# DELTA LAKE REVIEW

> Delta Lake delivers open, reliable, and scalable data management for the Lakehouse, empowering you to ingest data from external sources and efficiently manage it across Bronze (raw), Silver (cleaned), and Gold (curated) layers—all with full ACID transactions, time travel, schema enforcement, and support for both batch and streaming workloads


Let's quickly review Delta Lake.
The goal is to ingest files from external data sources like cloud object storage into Delta Lake as Delta tables. 
> Remember, Delta Lake is simply an open-source protocol for reading and writing files to cloud storage. Delta tables offer an open table format that supports the Lakehouse architecture.

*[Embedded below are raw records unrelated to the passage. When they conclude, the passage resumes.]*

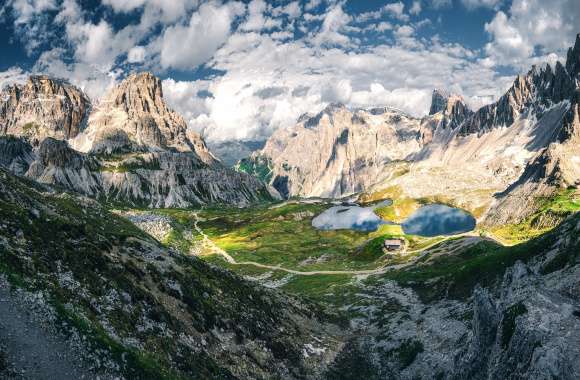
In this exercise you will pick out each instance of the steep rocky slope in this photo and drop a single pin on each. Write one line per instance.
(471, 309)
(453, 154)
(134, 149)
(43, 107)
(134, 116)
(147, 312)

![image.png](attachment:image.png)

## DELTA LAKE AND DELTA TABLES

### STORAGE
Under the hood, Delta tables store data within a folder directory. 
Within the directory, data is stored as **parquet files**, and what Delta adds is delta logs stored as JSON files alongside the parquet files. The Delta logs keep track of all of the transactions on the data (parquet files) and table versions.

### TRANSACTION LOGS
The transaction logs provide a wide array of functionality to the Delta table. With the transaction log, we now have the concept of table states, so if you insert, delete or update data in your table, Delta basically adds a transaction (the log file) and your
table stays updated and managed. So, with the transaction log you are able to easily get consistent views of your data and you're actually able to travel back in time! We will dive deeper into the inner workings of Delta tables later.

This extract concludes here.